You know the spiel they give you on the airplane, about how "in case of an emergency, oxygen masks will drop from the ceiling... if you are travelling with someone who needs assistance DON YOUR OWN MASK FIRST" ... because, duh, you will be of no use to anyone if you are unconscious already.

You cannot be of service to others if you are not well. Taking care of yourself seems "self-centered" or "lazy" or "selfish" to so many of us who were raised to always think of others first. But Jesus said "love your neighbour as yourself" ... and that goes both directions, eh? If you would tell your neighbour (i.e. anyone else, a friend, your kid, your sibling...) to slow down and take care of themselves, if you would bake them cookies and make them tea and tell them to sit with their feet up for a bit and take a rest ... well ... tell yourself exactly the same thing. Have a cookie and a cupppa tea and take a break and realize that you are doing a *good* thing by doing it, not being selfish and lazy.

After all, I'm quite certain that *you* matter just as much to the good Lord as your neighbour does, and that He intends that you to take care of yourself too.


----------



## MullersLaneFarm (Jul 23, 2004)

Amen and Amen.

It's called self-preservation, not self-centered. And you should give yourself permission to do things for yourself _each day_, if only for 15 minutes.

A very close friend that also has fibromyalgia called me yesterday afternoon. She was enjoying some time with her goats in the apple orchard and called to share with me. Out of the blue (from my end) she started crying and telling me how guilty she felt by not being 'productive'. It dawned on me, she just needed affirmation that it was OK to enjoy her 15 minutes of down time with her goats on a beautiful sunny spring day.

If you have a hard time giving yourself permission to have some down time, give an understanding friend a call, or post here.

God be with you, Pauline.


----------



## Marchwind (May 10, 2002)

We all need it at times WIHH. I know I do  The affirmation from others really helps. I struggle with the "guilt" thing a LOT, like Cyndi's friend.


----------



## Pigeon Lady (Apr 4, 2004)

Gosh you're all so helpful and full of good advice.

Actually I am sitting with my feet up  

I can't really tell you how I feel, just bewildered and guilty that I'm suddenly so weak and needy. Feel like an invalid. This is not me. Can't believe I had Dh call the neighbor to see if she would come and sit with me! She did and I was very grateful. Another neighbor also came and brought a big bag of groceries. They both keep checking on me.

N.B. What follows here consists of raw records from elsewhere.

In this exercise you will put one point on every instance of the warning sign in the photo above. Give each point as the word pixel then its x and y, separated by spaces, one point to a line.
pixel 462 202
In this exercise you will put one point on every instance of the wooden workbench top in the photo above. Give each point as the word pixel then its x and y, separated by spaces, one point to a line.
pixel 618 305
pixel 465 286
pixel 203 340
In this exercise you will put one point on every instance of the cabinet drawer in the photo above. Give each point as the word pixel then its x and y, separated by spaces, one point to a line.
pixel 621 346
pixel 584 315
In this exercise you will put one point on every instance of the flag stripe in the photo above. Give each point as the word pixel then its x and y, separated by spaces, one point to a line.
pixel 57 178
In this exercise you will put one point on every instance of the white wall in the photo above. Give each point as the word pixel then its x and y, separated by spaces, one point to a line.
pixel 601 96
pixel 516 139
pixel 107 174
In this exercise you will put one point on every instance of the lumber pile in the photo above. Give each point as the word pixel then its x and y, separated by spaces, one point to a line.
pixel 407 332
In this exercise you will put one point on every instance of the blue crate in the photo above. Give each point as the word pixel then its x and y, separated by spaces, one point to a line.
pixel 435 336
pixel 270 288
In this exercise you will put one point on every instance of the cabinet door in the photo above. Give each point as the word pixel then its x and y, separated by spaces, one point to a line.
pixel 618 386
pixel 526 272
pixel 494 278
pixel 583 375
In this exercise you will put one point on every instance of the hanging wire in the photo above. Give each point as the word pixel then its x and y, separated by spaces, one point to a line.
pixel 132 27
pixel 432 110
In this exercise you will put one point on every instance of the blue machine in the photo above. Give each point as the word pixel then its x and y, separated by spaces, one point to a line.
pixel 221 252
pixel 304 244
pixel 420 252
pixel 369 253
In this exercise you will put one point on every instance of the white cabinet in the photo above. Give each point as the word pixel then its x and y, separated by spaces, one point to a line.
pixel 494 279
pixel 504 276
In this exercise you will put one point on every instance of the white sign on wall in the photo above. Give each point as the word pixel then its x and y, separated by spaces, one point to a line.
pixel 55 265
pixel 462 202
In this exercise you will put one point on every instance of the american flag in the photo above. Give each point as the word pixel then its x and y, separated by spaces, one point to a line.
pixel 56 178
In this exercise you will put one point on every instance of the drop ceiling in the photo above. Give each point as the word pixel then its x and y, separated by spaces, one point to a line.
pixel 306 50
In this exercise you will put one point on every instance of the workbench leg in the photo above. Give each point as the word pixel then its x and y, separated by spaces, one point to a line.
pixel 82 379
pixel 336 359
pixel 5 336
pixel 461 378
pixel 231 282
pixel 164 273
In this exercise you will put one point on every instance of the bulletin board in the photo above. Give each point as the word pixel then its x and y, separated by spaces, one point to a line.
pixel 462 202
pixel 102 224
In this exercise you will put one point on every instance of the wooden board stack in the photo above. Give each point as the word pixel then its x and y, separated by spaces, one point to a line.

I guess I never realized just how much my well being hinged on being able to chat with Mum twice a week on the phone. She was very "with it" and young in her outlook. We were best friends and as long as I had her to share everything with all was well with the world. I guess that was my affirmation fix. Usually there aren't enough hours in the day. Now, I'm faced with long hours to fill and find no joy in anything. I keep asking Dh to "come and pray for me." Thank goodness for a wonderful husband and son. And MIL has her whole church praying. With God's help I'll get through.

Anyway there's a little progress. I've been able to eat a bit better. (half a hamburger and a banana shake last evening!) My heart isn't racing and pounding all the time like it was, so I've been able sleep. Fed baby ducks and dusted the book cases today.

Oh, I will be following the doctor's orders regarding the anti depressant. Hated to resort to it but I swear it's saved my life because up until starting that I couldn't get any food down other than a cracker and a piece of cheese now and then. 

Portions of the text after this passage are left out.